6 Zusammenfassende Betrachtung: Synthese der Ergebnisse und Fazit, dass ein komplexes Steuersystem nicht isoliert betrachtet werden sollte, sondern als Teil des Vertrauensverhältnisses zwischen Staat und Bürger.
Schlüsselwörter
Steuerehrlichkeit, Steuerkomplexität, Steuerhinterziehung, Verhaltensökonomie, Steuermoral, Fairness, Erwartungsnutzentheorie, Steuergerechtigkeit, Experimentelle Wirtschaftsforschung, Steuerreform, Risikoaversion, Steuererklärung, Unsicherheit, Finanzbehörden, Service Paradigma
Häufig gestellte Fragen
Worum geht es in dieser Arbeit grundsätzlich?
Die Arbeit analysiert den Zusammenhang zwischen der Komplexität von Steuersystemen und dem Ausmaß der Steuerehrlichkeit, basierend auf theoretischen Modellen und empirischen Studien.
Was sind die zentralen Themenfelder?
Die zentralen Felder umfassen die ökonomische Theorie der Steuerhinterziehung, die Rolle von Fairness und Steuermoral sowie die experimentelle Erforschung von Unsicherheit bei der Steuererklärung.
Was ist das primäre Ziel der Arbeit?
Das primäre Ziel ist es, zu klären, ob Steuervereinfachungen durch die Reduktion von Komplexität einen direkten positiven Effekt auf die Steuerehrlichkeit haben oder ob andere psychologische und politische Faktoren wichtiger sind.
Welche wissenschaftliche Methode wird verwendet?
Es handelt sich um eine Literaturstudie, die theoretische ökonomische Modelle mit den Ergebnissen ökonometrischer Analysen von Umfragedaten und Laborexperimenten kritisch vergleicht und diskutiert.
Was wird im Hauptteil behandelt?
Der Hauptteil gliedert sich in theoretische Grundlagen, eine ökonometrische Untersuchung von Fairnessaspekten in Umfragedaten und eine detaillierte Analyse laborexperimenteller Studien zum Einfluss von Unsicherheit auf das Deklarationsverhalten.
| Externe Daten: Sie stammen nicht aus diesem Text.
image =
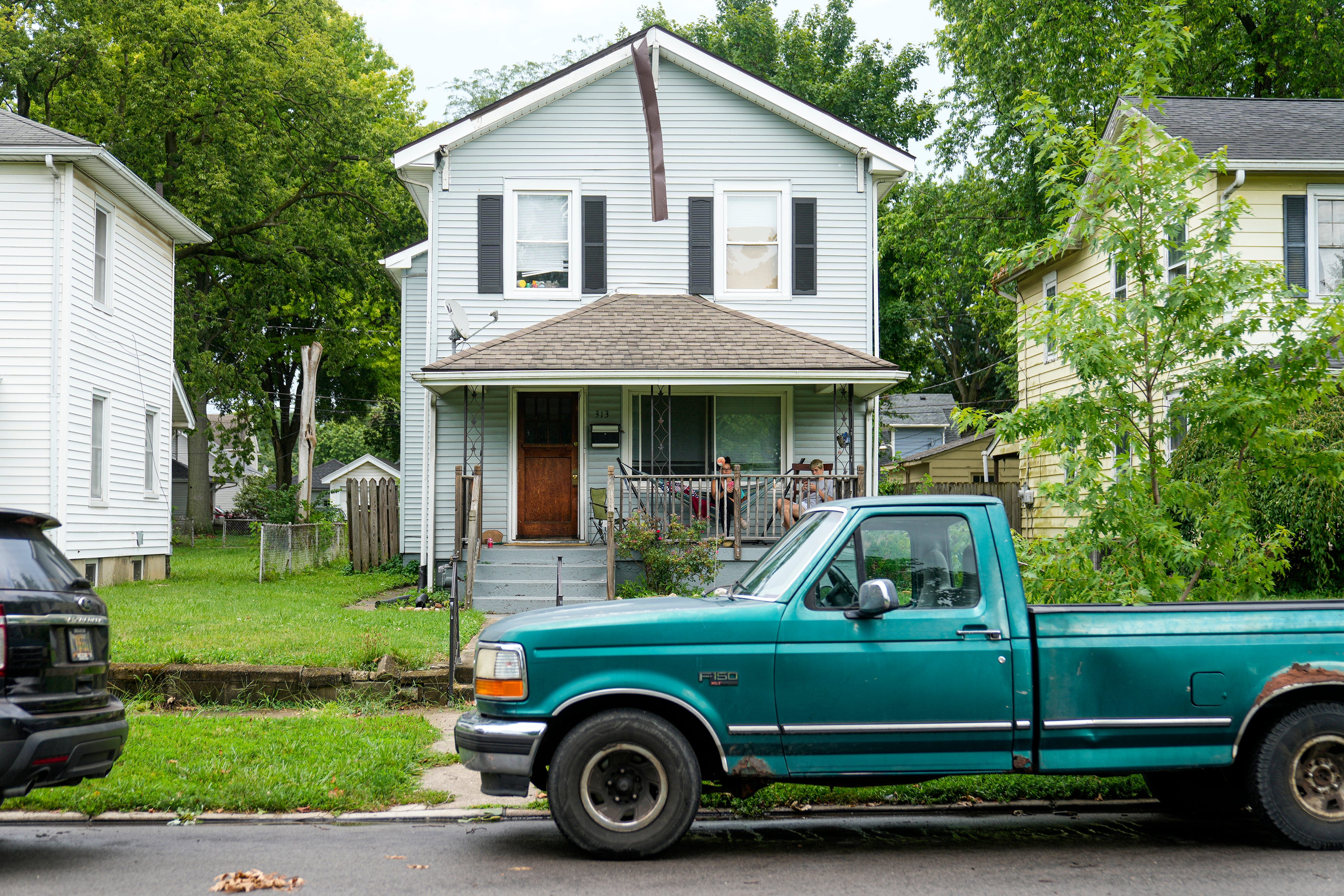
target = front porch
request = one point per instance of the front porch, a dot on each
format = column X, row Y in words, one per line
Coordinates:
column 561, row 425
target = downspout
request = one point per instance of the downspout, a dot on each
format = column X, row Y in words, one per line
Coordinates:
column 984, row 457
column 54, row 461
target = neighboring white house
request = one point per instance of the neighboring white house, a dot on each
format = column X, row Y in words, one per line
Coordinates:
column 664, row 237
column 89, row 397
column 365, row 468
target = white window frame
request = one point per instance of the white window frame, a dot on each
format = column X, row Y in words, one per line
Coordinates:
column 103, row 461
column 1048, row 300
column 721, row 238
column 154, row 483
column 512, row 189
column 1314, row 234
column 108, row 258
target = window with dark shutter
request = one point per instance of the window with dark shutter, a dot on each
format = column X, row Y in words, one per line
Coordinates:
column 490, row 244
column 1295, row 241
column 701, row 241
column 804, row 246
column 594, row 244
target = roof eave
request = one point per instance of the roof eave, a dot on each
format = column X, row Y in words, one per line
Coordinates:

Welche Schlüsselwörter charakterisieren die Arbeit?
Wichtige Begriffe sind Steuerehrlichkeit, Steuerkomplexität, Steuermoral, Fairness, Erwartungsnutzentheorie und experimentelle Wirtschaftsforschung.
Wie unterscheidet sich die im Text erwähnte "erzwungene" von der "freiwilligen" Steuerehrlichkeit?
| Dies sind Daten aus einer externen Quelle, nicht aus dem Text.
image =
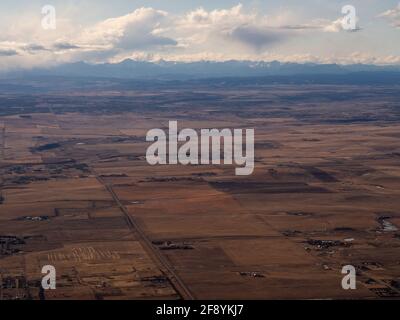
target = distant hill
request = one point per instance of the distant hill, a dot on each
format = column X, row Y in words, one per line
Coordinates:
column 164, row 70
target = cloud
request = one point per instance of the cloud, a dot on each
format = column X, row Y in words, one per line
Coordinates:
column 137, row 30
column 393, row 16
column 65, row 46
column 8, row 52
column 227, row 30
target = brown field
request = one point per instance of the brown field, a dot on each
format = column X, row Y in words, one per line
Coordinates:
column 325, row 193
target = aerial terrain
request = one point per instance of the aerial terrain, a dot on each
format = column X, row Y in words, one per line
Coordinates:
column 77, row 193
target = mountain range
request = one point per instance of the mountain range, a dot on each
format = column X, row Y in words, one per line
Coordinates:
column 166, row 70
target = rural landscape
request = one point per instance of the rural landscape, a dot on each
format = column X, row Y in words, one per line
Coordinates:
column 78, row 194
column 199, row 158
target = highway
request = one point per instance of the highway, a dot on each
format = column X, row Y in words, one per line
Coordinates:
column 161, row 262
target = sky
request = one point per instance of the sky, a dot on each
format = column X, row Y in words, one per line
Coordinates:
column 99, row 31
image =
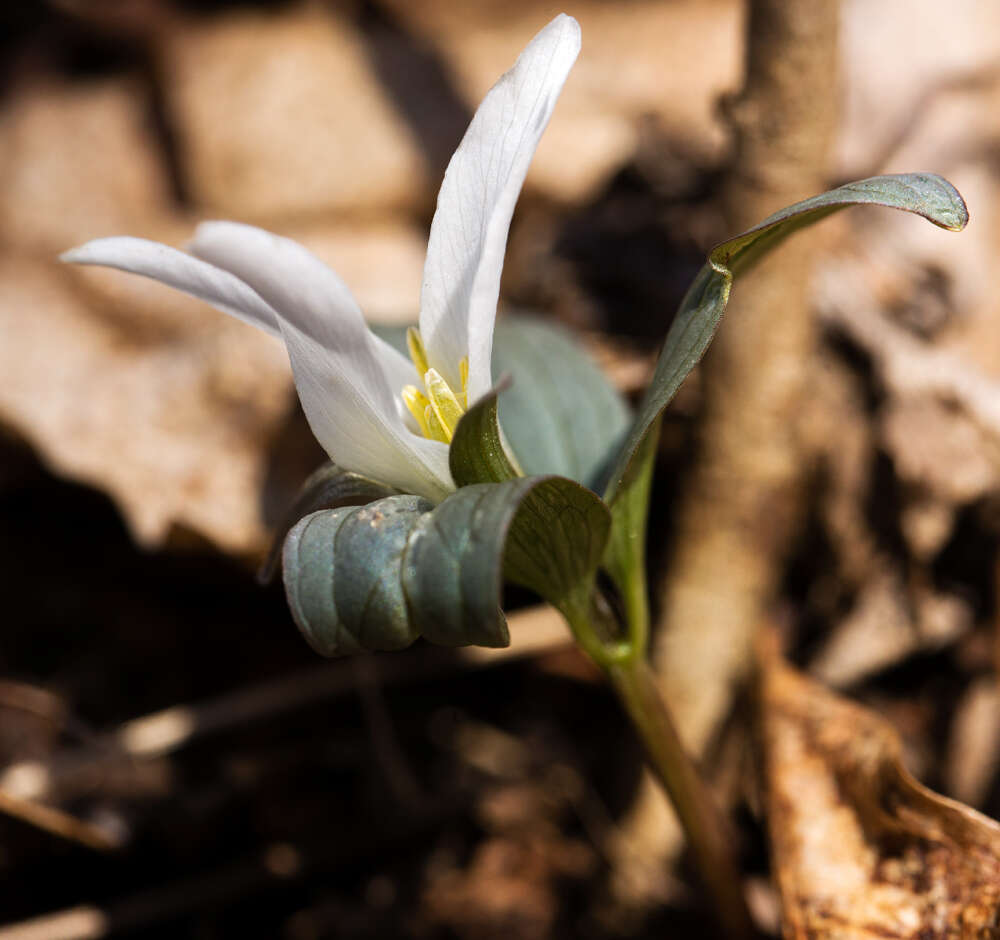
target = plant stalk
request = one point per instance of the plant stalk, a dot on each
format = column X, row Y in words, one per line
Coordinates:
column 703, row 825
Erzwungene Steuerehrlichkeit resultiert aus Kontrolle und Sanktionsandrohungen, während freiwillige Steuerehrlichkeit auf Vertrauen in die Institutionen und die gemeinwohlorientierte Arbeit der Finanzbehörden zurückzuführen ist.
Welche Rolle spielt das "Service Paradigma" in der Arbeit?
Das "Service Paradigma" beschreibt, dass Finanzbehörden als Dienstleister agieren sollten, die dem Bürger die Erfüllung seiner Steuerpflichten erleichtern, was wiederum die Steuermoral und damit die freiwillige Steuerehrlichkeit steigern kann.